Schaumburg IL (PRWEB) January 14, 2012
Schaumburg Hardware has a new location at 604 W. Wise Rd. in Schaumburg, IL and is sharing some snow shoveling tips for their customers this season.
According to a study in the American Journal of Emergency Medicine, US hospitals treat about 11,500 injuries a year from people shoveling snow.
The study said the activity places extraordinary demands on the cardiovascular system and can raise heart rates higher than limits set for aerobic exercise. Freezing temperatures also constrict blood vessels, adding stress to the heart. This accounts for the dramatic increase in heart attacks after a heavy snow fall.

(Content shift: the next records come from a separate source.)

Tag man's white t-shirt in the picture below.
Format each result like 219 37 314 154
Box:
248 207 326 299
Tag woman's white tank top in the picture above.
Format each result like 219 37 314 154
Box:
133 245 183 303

Tips for shoveling snow safely…
Warm up before you start. Even if you are in great shape, shoveling snow is going to use different muscles and place unique demands on your muscles. Doctors recommend that everyone warm up their muscles and also stretch before going outside.
Avoid smoking, caffeine and a large meal before you shovel snow.

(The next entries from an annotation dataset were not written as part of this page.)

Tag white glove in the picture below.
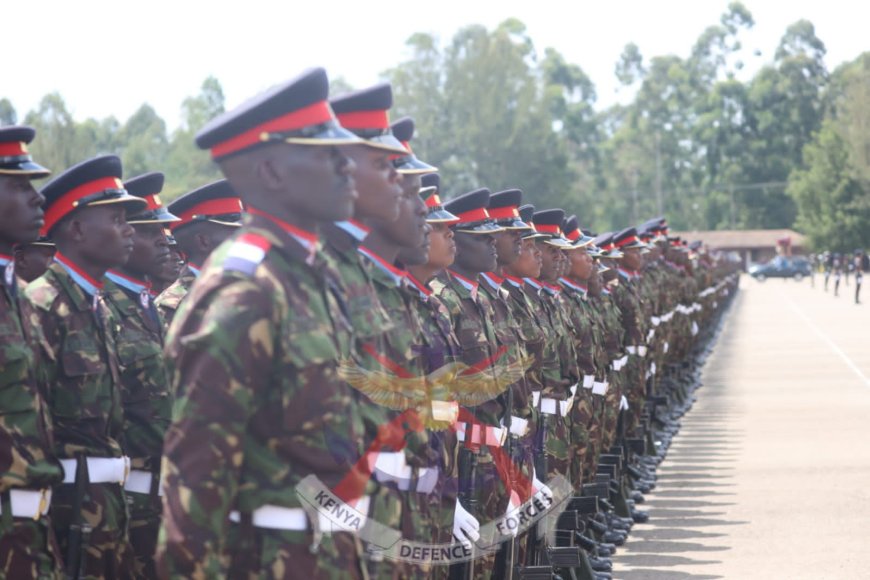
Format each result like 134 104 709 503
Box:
504 490 522 538
532 470 553 505
453 499 480 548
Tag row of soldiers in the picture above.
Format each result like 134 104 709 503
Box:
811 250 870 304
0 69 736 578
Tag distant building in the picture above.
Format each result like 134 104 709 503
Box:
671 230 807 270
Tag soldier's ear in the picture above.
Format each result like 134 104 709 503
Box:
254 155 285 191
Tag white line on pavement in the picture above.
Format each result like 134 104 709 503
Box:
781 293 870 387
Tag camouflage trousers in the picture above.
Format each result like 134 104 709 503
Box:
583 394 606 481
538 413 571 481
50 483 134 580
568 390 594 492
621 355 647 436
0 516 63 580
226 524 364 580
127 492 163 580
601 373 623 453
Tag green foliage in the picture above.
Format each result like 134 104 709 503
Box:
8 9 870 240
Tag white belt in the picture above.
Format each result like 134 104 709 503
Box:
375 451 438 493
511 415 529 437
592 381 610 395
124 469 163 495
456 421 508 447
230 505 308 531
60 456 130 483
229 496 370 534
541 397 560 415
0 489 51 520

Drink plenty of water and stay hydrated while you are shoveling snow.
Wear layers. Layers of clothing will keep your muscles warm and flexible. You can pull off a layer as you warm up. Make sure to keep your hands and head covered.
Start out slow and easy. The average shovelful of snow can weigh 5 to 10 pounds. The average driveway will hold hundreds of pounds of snow to shovel. Don't load up your shovel, slow and steady will keep you from injury.
Protect you back by keeping the shovel close to your body and keep your back straight. Use a shoulder width stance and keep your stomach tight. Bend from the knees and use your legs to lift and push. Push the snow as much as possible rather than lifting. When you have to, lift by straightening your legs without bending at the waist.
Don't hold your breath while lifting or pushing, this raises blood pressure and increases the risk of fainting.
Use the correct shovel. Your snow shovel should be about chest high. Too short and you are forced to bend over to lift the load. Too long and it makes lifting snow hard on your back. Pick a shovel with a smaller blade to keep the load light. A pusher type snow shovel is the best for injury prevention. Many snow shovels have a combination blade that can be used as a pusher and for lifting.
Studies have shown that the ergonomic snow shovels can cause back and wrist problems from the awkward way you have to twist the shovel to unload snow. A basic shovel with proper form is probably the most versatile tool to have.
Plan your snow shoveling. If possible, start working when the snow is not too deep. Push as much as possible with good posture and form. Pace yourself and take breaks. Use a Teflon or silicone spray to keep the snow from sticking to the shovel. You can also use WD-40, cooking spray, petroleum jelly or wax.
Hope these ideas help... or just hire the kid next door.